Dopamine alters functional gradients in Parkinson's disease.

Neuromodulators regulate large-scale brain network topology to support adaptive behaviour. Disease models offer a unique window into how neuromodulatory systems impact large-scale brain network organisation. Here, we take advantage of Parkinson's disease-with its profound dopaminergic loss and pro-dopaminergic treatment strategies-to inform how dopamine may influence large-scale brain organisation. In 27 people with Parkinson's disease, resting-state scans were obtained on their regular dopamine medication and following overnight withdrawal of medication. Nineteen matched controls provided normative data. Gradients of brain organisation were examined using dimensionality reduction techniques. For single gradients, when individuals were on their dopamine medication, we observed a shift in higher-order networks towards somatomotor anchors.
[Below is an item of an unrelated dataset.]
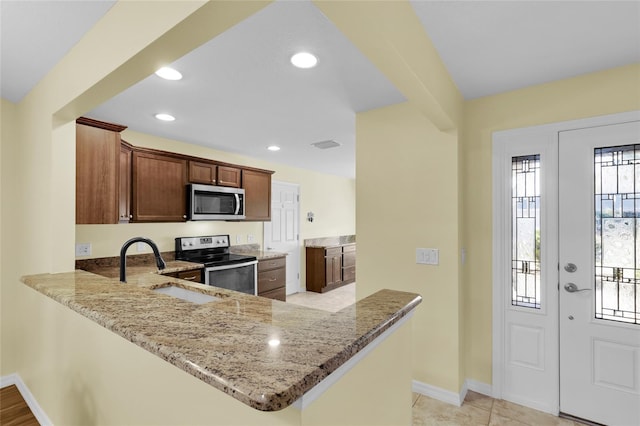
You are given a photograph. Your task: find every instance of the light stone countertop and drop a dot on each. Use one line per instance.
(225, 343)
When interrogated in the multi-dimensional gradient space, we found that dopamine medication enhanced separation between functionally discrete sensory and higher-order networks. This increase in dispersion was dependent on an individual's dopamine dose level, and increased dispersion was more apparent in regions enriched with dopamine receptor (DRD2) gene expression. Together, these findings substantiate a role for dopamine in modulating large-scale functional brain organisation. Our findings further confirm that medication targeting the dopamine system may achieve its benefit by restoring aspects of network topology, and suggest new hypotheses about how dopamine medication is influencing large-scale functional brain organisation in Parkinson's disease.